Established in 1967, the British Vehicle Rental & Leasing Association (BVRLA) is the UK trade body for companies engaged in vehicle rental, leasing and fleet management. As of 2023, the BVRLA has 1040 member organisations.

On behalf of 1040 member organisations, the BVRLA works with governments, public sector agencies, industry associations, consumer groups and other stakeholders across a wide range of road transport, environmental, taxation, technology and finance-related issues.

BVRLA members are responsible for a combined fleet of almost five million cars, vans and trucks on UK roads, or 1-in-5 cars, 1-in-6 vans and 1-in-6 trucks. The vehicle rental and leasing industry supports over 465,000 jobs, adds £7.6bn in tax revenues and contributes £49bn to the UK economy each year.
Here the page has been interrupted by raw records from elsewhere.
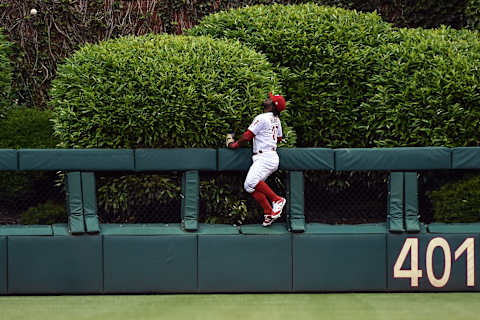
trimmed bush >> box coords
[428,175,480,223]
[51,35,288,225]
[189,4,480,148]
[0,28,12,119]
[50,35,286,148]
[0,108,58,222]
[0,107,59,149]
[465,0,480,30]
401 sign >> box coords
[389,235,478,290]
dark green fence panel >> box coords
[452,147,480,169]
[0,237,7,295]
[287,171,305,232]
[135,149,217,171]
[66,172,85,234]
[100,223,185,236]
[293,229,387,291]
[181,170,200,231]
[103,234,197,293]
[387,233,479,291]
[404,172,420,233]
[427,222,480,234]
[198,233,292,292]
[82,172,100,233]
[8,236,102,294]
[335,147,451,171]
[18,149,135,171]
[387,172,405,232]
[0,149,18,171]
[0,224,53,236]
[277,148,335,170]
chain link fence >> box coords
[0,171,67,225]
[418,170,480,224]
[96,172,182,223]
[0,170,480,225]
[304,171,389,224]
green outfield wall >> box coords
[0,148,480,295]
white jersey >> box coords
[248,112,283,153]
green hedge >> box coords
[0,108,61,223]
[0,28,12,119]
[50,35,295,225]
[189,4,480,148]
[50,35,286,148]
[465,0,480,30]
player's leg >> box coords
[255,153,287,219]
[244,161,273,215]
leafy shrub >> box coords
[465,0,480,30]
[51,35,284,148]
[355,28,480,147]
[189,4,480,148]
[51,35,288,225]
[0,108,58,222]
[428,175,480,223]
[0,107,59,149]
[21,201,67,225]
[0,28,12,119]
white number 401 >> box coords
[393,237,475,288]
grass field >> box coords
[0,293,480,320]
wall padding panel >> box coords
[293,233,387,291]
[198,233,292,292]
[103,235,197,293]
[8,236,102,294]
[387,234,479,291]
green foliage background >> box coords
[51,34,288,223]
[0,28,13,119]
[0,108,64,223]
[189,4,480,148]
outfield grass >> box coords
[0,293,480,320]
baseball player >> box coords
[226,92,287,227]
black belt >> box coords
[253,148,276,156]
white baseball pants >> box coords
[243,151,279,193]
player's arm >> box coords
[277,121,283,143]
[228,130,255,149]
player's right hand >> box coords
[225,133,235,149]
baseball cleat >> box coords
[272,198,287,215]
[262,215,274,227]
[263,210,282,227]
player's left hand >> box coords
[225,133,235,149]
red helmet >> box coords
[268,92,287,112]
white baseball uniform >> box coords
[244,112,282,193]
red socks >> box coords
[255,181,282,202]
[252,190,273,215]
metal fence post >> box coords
[181,170,200,231]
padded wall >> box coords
[8,236,102,294]
[0,237,7,295]
[452,147,480,169]
[387,234,479,291]
[0,149,18,171]
[103,234,197,293]
[198,232,292,292]
[335,147,451,171]
[293,232,387,291]
[18,149,135,171]
[135,149,217,171]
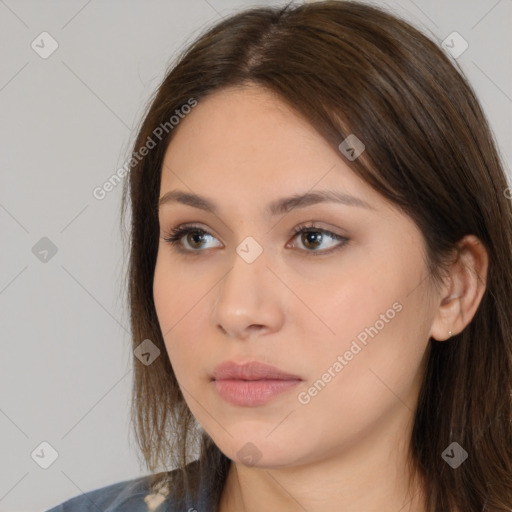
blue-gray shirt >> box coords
[46,461,218,512]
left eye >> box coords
[163,225,348,254]
[288,225,348,253]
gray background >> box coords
[0,0,512,512]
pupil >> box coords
[189,231,203,246]
[306,231,322,245]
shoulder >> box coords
[46,463,211,512]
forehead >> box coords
[160,87,384,213]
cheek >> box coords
[153,255,211,381]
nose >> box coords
[212,247,289,339]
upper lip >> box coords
[212,361,302,380]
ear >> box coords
[430,235,489,341]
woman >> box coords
[45,1,512,512]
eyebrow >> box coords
[158,190,375,216]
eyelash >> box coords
[163,222,349,256]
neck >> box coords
[218,412,426,512]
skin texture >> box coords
[154,86,487,512]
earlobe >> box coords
[430,235,489,341]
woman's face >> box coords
[154,87,435,467]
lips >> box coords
[212,361,302,407]
[212,361,302,380]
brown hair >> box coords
[122,1,512,512]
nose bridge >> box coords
[213,237,282,337]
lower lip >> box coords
[214,379,301,407]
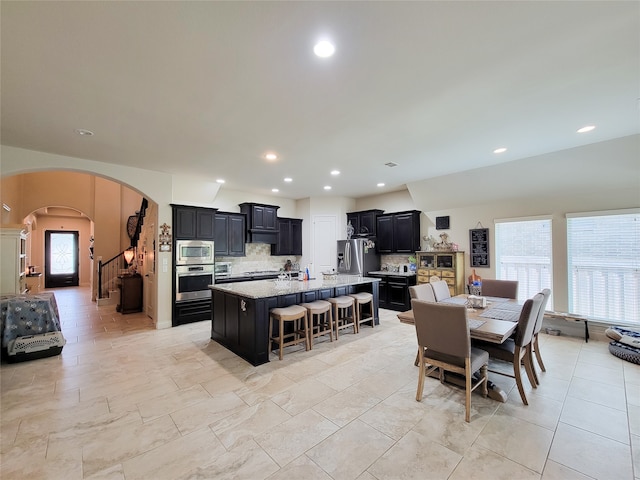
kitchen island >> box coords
[209,275,380,366]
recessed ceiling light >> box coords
[313,40,336,58]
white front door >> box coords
[312,215,338,277]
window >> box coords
[567,210,640,326]
[495,217,553,310]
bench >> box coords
[544,312,589,343]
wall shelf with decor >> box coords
[469,228,490,268]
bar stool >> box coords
[349,292,376,332]
[327,295,358,340]
[300,300,333,349]
[269,305,311,360]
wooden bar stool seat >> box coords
[300,300,333,349]
[349,292,376,332]
[327,295,358,340]
[269,305,311,360]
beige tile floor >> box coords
[0,288,640,480]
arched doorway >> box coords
[2,171,157,320]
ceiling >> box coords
[1,1,640,199]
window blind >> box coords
[495,218,553,310]
[567,212,640,326]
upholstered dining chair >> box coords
[481,278,518,300]
[411,300,489,422]
[429,280,451,302]
[531,288,551,385]
[473,293,544,405]
[409,283,436,367]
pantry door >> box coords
[44,230,79,288]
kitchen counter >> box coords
[215,270,298,284]
[209,275,380,298]
[209,275,380,366]
[367,270,416,277]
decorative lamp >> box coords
[123,248,136,268]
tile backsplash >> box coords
[216,243,300,275]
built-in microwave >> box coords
[215,262,231,277]
[176,265,215,303]
[176,240,215,265]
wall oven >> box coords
[176,264,215,302]
[176,240,215,266]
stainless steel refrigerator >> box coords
[337,238,380,275]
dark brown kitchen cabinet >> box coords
[376,210,421,254]
[368,273,416,312]
[240,203,280,231]
[239,203,280,245]
[172,205,216,240]
[271,217,302,255]
[347,210,384,237]
[116,273,142,314]
[215,212,247,257]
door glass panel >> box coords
[49,233,76,275]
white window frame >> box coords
[494,215,553,310]
[566,208,640,327]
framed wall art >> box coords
[469,228,490,268]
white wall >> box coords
[1,135,640,328]
[404,135,640,311]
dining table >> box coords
[398,294,522,403]
[398,294,522,343]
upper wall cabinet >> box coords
[271,217,302,255]
[171,205,216,240]
[215,212,247,257]
[376,210,421,254]
[347,210,384,237]
[240,203,280,244]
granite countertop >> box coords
[369,270,416,277]
[209,275,380,298]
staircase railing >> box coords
[98,251,127,298]
[98,198,149,298]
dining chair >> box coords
[409,283,436,367]
[430,280,451,302]
[411,299,489,422]
[481,278,518,300]
[473,293,544,405]
[531,288,551,385]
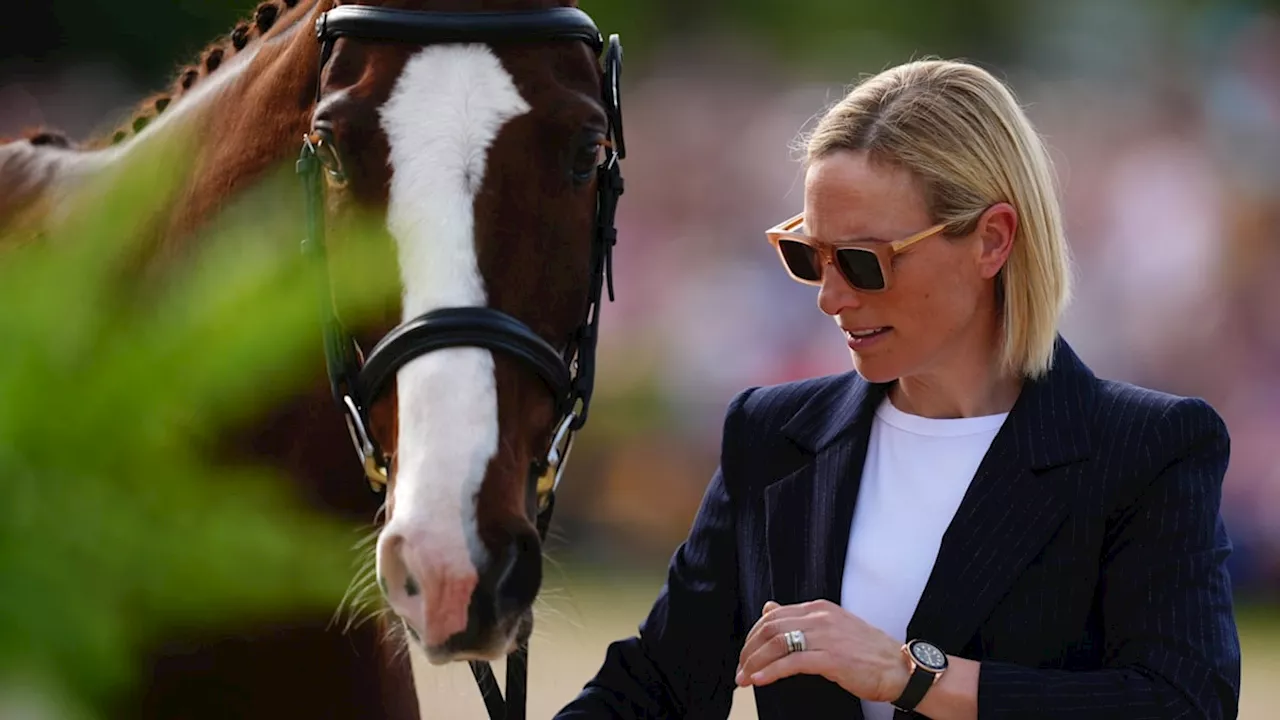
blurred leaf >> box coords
[0,126,398,708]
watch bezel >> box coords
[906,641,948,675]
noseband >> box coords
[297,5,626,720]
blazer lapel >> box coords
[756,373,886,720]
[908,338,1094,653]
[764,373,886,605]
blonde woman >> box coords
[558,60,1240,720]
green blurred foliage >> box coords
[0,131,398,714]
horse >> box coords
[0,0,626,719]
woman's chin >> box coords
[849,350,901,384]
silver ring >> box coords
[782,630,809,655]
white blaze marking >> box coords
[379,45,530,577]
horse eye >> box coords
[573,136,602,183]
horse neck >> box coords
[0,0,332,256]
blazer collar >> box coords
[782,336,1097,469]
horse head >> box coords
[0,0,625,676]
[300,0,622,662]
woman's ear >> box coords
[974,202,1018,279]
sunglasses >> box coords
[764,213,947,292]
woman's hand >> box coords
[737,600,910,702]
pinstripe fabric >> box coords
[557,341,1240,720]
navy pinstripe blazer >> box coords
[557,338,1240,720]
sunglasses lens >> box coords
[778,240,822,282]
[836,247,884,290]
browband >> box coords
[316,5,604,55]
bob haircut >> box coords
[801,59,1071,378]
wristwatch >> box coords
[892,641,947,712]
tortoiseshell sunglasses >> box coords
[764,213,947,292]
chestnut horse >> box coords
[0,0,625,719]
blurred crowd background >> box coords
[0,0,1280,712]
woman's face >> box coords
[804,151,1016,383]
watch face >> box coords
[911,642,947,670]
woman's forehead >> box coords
[804,152,929,234]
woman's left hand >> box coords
[737,600,910,702]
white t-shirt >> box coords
[840,397,1009,720]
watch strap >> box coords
[892,665,937,712]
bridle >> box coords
[297,5,626,720]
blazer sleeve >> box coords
[978,400,1240,720]
[556,391,750,720]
It seeks to look after the interests of, and sets standards for operational quality for, both the contract hire and leasing sectors and the daily hire (car rental) sectors. The BVRLA represents both the business contract hire and personal contract purchase industry. The BVRLA's activities also include lobbying government in respect of any fiscal matter which may affect the industry, and shaping policy and regulation changes. This involves developing policy positions across a range of industry issues, lobbying decision-makers in the UK and in Europe.
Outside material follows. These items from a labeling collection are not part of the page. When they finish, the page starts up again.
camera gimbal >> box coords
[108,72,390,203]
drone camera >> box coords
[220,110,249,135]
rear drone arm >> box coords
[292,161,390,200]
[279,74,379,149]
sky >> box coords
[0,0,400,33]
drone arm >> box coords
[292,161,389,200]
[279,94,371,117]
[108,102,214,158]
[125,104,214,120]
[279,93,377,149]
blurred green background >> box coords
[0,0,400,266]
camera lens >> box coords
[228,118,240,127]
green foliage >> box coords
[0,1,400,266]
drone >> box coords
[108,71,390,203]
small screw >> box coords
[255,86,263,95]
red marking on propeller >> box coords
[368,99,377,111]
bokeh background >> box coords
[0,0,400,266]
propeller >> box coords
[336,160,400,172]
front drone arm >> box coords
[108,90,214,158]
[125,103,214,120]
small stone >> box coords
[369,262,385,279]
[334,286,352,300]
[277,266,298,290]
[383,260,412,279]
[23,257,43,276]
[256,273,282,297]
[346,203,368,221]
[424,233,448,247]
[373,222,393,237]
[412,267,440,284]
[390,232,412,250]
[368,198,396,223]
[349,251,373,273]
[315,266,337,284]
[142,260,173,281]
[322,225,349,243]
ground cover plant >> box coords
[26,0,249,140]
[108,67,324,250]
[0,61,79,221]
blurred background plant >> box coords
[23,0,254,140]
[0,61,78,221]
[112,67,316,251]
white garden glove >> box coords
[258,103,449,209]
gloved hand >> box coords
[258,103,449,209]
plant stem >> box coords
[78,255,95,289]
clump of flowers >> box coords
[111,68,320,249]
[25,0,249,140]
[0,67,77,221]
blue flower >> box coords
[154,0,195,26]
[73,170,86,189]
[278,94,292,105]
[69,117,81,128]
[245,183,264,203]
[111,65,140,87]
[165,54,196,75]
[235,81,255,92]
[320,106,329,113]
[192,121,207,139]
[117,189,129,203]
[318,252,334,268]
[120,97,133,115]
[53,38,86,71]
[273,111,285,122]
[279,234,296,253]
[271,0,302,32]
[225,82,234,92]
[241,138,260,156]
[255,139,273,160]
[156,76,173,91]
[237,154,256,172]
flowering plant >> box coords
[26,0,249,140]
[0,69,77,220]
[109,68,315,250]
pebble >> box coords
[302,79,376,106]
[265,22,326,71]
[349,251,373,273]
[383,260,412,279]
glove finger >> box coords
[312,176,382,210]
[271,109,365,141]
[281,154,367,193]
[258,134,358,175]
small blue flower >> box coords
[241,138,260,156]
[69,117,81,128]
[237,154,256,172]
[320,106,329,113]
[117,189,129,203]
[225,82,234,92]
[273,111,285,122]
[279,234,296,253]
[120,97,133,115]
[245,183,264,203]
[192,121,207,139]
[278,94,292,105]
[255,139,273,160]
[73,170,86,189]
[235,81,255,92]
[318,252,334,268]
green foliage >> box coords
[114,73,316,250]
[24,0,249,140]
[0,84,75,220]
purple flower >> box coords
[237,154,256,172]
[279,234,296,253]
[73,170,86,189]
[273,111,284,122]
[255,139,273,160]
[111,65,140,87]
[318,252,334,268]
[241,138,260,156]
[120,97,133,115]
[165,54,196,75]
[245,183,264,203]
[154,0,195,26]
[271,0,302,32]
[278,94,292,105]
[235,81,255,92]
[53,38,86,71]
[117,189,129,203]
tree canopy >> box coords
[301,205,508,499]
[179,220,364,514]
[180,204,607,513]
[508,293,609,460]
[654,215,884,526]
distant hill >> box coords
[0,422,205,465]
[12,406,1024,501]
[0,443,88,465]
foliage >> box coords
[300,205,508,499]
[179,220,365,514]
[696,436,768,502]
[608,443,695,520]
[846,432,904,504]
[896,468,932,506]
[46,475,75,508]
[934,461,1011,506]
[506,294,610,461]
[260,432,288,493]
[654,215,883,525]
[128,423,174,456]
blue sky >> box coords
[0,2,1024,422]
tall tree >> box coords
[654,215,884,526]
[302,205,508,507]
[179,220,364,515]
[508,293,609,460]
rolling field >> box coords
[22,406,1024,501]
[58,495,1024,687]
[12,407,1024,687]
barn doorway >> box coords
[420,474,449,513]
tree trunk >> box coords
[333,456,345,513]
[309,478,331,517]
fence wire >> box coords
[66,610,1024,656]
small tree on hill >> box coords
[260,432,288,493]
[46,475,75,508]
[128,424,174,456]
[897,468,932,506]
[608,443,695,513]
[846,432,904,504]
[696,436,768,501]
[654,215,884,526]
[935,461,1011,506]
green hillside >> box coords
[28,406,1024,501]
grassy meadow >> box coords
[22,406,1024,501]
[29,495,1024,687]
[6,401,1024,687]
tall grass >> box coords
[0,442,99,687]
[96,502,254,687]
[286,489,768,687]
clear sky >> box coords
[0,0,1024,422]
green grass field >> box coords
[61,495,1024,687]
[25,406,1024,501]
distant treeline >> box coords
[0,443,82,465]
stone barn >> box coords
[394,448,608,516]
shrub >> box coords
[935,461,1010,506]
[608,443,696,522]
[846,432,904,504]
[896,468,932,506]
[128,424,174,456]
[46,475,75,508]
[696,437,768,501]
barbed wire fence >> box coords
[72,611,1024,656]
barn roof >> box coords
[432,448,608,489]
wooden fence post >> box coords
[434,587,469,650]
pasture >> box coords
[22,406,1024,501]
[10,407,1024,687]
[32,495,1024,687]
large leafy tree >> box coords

== The Vehicle Leasing and Rental Market in the United Kingdom ==
Vehicle leasing provides access to a vehicle that would otherwise be unavailable through direct purchase. Leasing can be advantageous if you plan to change the vehicle at the end of the initial contract rather than becoming the owner. Vehicle leasing is available to both legal entities and individuals in the United Kingdom. Members of the BVRLA offer corporate users and consumers services for short-term driver-less rental, leasing, and fleet management. The biggest difference between personal and business leasing is that business leasing is subject to VAT reimbursement, so you can claim back 100% of the VAT if the vehicle is used exclusively for business purposes, or 50% if the car is used for both business and personal purposes. Additionally, leasing a fully electric vehicle (EV) or a highly efficient hybrid vehicle for work can provide tax savings due to zero emission rates. In the 2022/23 tax year in the UK, the tax on company cars for zero-emission vehicles was only 2%.

Historically, enterprises and fleet owners have dominated the leasing market in the UK. However, in recent years the market has changed, and now personal contracts hold the largest market share. This has been largely influenced by the increase in the tax on company cars for drivers (BIK) and taxable benefits for businesses affected by vehicle emissions. For company car users who opt out of leasing, a personal leasing contract allows them to have a fixed monthly payment subsidized by their employer and also provides more flexible vehicle choices than rigid company car policies. This should not be confused with salary sacrifice, where employers offer employees car leasing using their pre-tax income.